それにここ最近の強敵との連戦。今なら・・・
「いろいろと考えているみたいだけど無駄よ。あなたはここで死ぬの。」
「それはどうだろうな。」
ブレクルス王曰く、鍛えることでスキルは進化することがあるらしい。俺が勇者としてスキルを強化したのとは異なる、スキルの名前ごと変わるような進化だ。今俺はその予兆を感じている。魂というものがあるのかどうかすらわからない。しかし、俺は今確実に魂の疼きを感じている。
「来ないならこっちから行くよ!極大魔術 白新星!」
集中するんだ。こいつの攻撃なんて無視してとにかくスキルの力を高めることに集中するんだ。どれだけ攻撃されようと一撃で消滅しない限りは俺が死ぬことはない。こいつに今の俺に対してそれはできない。

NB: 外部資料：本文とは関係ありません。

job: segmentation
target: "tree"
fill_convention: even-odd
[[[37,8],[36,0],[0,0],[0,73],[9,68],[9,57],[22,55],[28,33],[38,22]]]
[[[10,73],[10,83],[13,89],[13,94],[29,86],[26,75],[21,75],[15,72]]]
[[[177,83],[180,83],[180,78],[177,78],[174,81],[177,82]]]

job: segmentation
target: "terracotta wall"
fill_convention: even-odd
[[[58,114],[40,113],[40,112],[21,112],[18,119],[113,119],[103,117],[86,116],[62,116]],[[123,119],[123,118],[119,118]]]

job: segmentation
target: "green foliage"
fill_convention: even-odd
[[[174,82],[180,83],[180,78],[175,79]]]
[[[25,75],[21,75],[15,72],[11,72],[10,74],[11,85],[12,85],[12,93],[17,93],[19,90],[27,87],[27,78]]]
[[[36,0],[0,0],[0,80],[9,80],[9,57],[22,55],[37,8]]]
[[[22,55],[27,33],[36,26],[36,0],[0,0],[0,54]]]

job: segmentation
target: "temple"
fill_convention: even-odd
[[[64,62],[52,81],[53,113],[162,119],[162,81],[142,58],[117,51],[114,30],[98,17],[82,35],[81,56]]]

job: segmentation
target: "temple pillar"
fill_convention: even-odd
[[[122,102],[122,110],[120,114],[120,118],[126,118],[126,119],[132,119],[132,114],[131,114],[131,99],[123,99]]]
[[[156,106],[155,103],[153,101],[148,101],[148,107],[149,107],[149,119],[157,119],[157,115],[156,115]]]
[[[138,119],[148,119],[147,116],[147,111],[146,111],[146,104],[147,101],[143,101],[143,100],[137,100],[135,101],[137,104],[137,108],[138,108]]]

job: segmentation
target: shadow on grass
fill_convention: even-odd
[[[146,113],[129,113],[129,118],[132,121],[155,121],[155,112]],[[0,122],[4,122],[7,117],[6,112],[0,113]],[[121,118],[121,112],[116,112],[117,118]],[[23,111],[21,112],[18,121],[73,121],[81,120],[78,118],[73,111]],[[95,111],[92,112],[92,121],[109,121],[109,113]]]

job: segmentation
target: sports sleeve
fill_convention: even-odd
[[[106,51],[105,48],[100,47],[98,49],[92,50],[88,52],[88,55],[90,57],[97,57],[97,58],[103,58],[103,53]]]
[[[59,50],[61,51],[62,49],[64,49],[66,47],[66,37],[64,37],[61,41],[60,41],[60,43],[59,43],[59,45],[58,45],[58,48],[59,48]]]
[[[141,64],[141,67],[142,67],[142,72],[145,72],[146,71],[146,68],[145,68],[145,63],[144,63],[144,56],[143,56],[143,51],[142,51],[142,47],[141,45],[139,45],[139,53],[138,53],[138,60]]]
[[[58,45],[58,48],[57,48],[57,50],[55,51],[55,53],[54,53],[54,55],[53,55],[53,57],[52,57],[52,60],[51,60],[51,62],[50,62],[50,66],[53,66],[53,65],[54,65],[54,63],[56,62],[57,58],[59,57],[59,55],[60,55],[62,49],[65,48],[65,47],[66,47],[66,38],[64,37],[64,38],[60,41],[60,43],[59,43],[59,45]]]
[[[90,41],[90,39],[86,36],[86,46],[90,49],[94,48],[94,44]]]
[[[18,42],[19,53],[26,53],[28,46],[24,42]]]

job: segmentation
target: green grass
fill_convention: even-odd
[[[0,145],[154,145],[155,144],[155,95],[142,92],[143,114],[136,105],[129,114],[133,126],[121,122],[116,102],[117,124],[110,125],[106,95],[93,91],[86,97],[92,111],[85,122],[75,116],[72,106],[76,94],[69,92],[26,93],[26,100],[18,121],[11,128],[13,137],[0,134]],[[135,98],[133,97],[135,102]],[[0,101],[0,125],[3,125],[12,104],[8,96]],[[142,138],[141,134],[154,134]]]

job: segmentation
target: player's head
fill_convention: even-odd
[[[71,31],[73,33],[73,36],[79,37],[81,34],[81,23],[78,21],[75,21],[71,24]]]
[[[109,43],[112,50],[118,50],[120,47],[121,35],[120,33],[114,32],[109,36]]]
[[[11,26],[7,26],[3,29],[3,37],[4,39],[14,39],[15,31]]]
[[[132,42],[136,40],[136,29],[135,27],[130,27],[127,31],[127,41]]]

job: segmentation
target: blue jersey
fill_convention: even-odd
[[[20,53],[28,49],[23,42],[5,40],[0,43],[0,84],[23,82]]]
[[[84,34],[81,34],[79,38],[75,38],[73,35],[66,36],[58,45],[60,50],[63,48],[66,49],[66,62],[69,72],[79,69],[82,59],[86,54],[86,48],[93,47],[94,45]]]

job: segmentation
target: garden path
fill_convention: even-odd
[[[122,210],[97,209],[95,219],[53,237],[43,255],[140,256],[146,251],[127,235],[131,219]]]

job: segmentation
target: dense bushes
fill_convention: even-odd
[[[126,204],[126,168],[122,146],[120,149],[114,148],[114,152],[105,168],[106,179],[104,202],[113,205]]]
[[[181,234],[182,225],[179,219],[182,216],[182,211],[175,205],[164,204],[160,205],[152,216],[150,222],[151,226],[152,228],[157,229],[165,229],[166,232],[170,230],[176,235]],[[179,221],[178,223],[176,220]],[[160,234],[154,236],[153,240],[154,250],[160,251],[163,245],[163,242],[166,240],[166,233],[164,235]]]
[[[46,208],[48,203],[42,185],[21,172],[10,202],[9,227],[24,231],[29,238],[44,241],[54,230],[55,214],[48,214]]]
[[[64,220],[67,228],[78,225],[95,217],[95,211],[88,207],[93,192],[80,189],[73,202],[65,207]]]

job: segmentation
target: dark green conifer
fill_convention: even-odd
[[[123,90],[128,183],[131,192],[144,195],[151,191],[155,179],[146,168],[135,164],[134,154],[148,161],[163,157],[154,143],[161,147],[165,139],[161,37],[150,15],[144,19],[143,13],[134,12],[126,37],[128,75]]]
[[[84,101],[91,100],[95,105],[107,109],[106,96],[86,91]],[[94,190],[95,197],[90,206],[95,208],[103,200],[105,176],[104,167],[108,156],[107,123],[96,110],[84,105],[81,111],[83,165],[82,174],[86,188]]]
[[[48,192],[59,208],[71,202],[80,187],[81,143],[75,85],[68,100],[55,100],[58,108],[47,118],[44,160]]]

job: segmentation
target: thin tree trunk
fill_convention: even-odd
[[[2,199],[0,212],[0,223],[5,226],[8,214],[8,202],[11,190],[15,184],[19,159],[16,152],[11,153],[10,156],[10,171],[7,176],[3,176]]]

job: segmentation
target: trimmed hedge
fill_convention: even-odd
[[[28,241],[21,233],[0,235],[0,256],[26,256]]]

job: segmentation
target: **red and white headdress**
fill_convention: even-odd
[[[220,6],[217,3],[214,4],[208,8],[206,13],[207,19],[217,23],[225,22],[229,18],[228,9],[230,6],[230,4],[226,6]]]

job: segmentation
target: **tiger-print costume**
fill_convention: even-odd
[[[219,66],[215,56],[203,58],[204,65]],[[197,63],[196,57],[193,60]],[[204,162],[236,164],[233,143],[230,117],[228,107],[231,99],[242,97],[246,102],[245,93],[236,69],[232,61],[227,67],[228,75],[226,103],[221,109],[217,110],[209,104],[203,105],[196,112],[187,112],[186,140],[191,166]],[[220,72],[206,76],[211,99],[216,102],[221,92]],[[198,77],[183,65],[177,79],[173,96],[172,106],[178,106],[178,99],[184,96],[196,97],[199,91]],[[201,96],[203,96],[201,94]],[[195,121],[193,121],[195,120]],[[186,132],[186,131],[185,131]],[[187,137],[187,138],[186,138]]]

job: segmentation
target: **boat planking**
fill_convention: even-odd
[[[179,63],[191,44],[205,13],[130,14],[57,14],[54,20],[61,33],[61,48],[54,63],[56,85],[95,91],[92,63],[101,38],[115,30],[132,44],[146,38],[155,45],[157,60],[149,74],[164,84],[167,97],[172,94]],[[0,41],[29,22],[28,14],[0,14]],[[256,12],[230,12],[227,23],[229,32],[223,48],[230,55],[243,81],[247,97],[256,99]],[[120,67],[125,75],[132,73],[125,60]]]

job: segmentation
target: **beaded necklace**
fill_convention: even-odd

「避けないのね。それとも勝てないことを悟ったのかしら?何か言ってみたらどうなの?」
スキルの成長が止まった?いったいどうすればさらに成長させることが出来る?俺にできることは植物の交配を繰り返すことによるスキルの練度の成長くらいじゃないのか?いや、俺に宿ったスキルだ。魔力が関係している可能性もあるか。ならば・・・
「あら、武装を解いちゃって。いいわ、楽に殺してあげる。」
魔力を疼きを感じる中心部に集中させる。制御できないほどの量の魔力だが無理やり押し込む!
「極大魔術 混沌の光」
「スキル{植物を支配せし者}」
飛んでくる魔法の光線と俺の間に神盾が出現する。強引な変形でさえ植物であれば一切のデメリットなく行うことが出来る。植物の性質から不可能とされている植物同士での交配も可能だ。
「何!?」
「すまないがお前の負けだ。」
これまでは神蔦を伝って流していた魔力だが、俺が顕現させたすべての植物に俺の魔力が通う。植手流が進化する。
「植手流奥義 茨の剣」
本来茨はこの世界にもある鋭い棘が茎に生えている植物だ。だが、この技は違う。敵をその姿にする技だ。神蔦剣を大量に出現させ、魔力で操り敵を串刺しにする。
「グアッ」
「痛いだろ?こんなもの序の口だ。今となっては格下になったお前に現実を教えてやる。{植物を支配せし者}」
神蔦剣が膨張する。そしてロアンをも飲み込み、そのまま姿を消した。
神蔦剣が刺さり、寄生を始めた以上あいつは植物だ。そして俺のスキル対象は俺が植物だと認めること。俺が植物と認めた以上あいつは俺のスキル対象になり、跡形もなく消滅したというわけだ。